Calgary.ca earned some attention this week for being transformed into what a press release deigned to claim is the "first search-based website in Canada."
The venture is powered by Google Search Appliance, even though the home page looks more like rival engine Bing, with the search bar augmented with large photos of the resurgent city.
Indeed, the effort combined Microsoft Share Point software with other Google tools, and was highlighted on the promotional blog for the Search Appliance. Predictably, the new format was motivated by complaints that would be familiar to anyone who ever wrestled with a government website.
While the launch fit into the outreach narrative threaded by Calgary mayor Naheed Nenshi, his Toronto counterpart was exposed for being trigger-happy on Facebook — even if Rob Ford has delegated social media management to others in his office.
Questioning the fact that Ford showed up to dance in his dress pants at the Caribbean Carnival, while steering clear of anything to do with Pride week, was not welcome on the wall.
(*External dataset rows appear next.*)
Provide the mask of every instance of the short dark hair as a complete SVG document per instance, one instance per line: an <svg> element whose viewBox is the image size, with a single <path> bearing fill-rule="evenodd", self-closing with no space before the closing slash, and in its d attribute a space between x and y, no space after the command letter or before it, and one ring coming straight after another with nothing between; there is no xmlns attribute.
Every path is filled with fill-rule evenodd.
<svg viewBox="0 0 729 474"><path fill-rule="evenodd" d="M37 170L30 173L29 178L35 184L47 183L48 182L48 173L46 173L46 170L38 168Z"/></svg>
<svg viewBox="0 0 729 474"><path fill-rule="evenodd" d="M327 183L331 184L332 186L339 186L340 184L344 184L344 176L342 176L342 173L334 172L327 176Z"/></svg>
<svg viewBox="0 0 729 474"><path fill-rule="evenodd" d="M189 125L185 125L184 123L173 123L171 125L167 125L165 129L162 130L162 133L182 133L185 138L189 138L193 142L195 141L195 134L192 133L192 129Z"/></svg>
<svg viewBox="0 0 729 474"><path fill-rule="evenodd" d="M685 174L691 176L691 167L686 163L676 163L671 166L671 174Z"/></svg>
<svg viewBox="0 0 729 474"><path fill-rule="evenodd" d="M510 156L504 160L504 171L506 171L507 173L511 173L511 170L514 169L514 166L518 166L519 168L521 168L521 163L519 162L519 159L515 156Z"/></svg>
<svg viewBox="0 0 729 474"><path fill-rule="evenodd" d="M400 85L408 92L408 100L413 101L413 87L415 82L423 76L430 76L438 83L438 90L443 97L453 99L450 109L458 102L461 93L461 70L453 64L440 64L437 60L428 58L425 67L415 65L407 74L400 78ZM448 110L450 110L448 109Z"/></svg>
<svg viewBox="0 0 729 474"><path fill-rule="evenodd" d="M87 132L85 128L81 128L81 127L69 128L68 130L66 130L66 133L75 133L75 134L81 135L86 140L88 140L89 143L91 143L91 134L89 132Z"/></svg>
Asking for answers about his behaviour is apparently enough to have your "like" undone.
Amidst the other communication-related shenanigans surrounding Toronto City Hall, though — including a Ford administration support group on Facebook where the administrator, city councillor Giorgio Mammoliti, promised to block the input of any communist he could smell — the idea that the elected leader of the city would stifle discussion from citizens couldn't stir up any new outrage.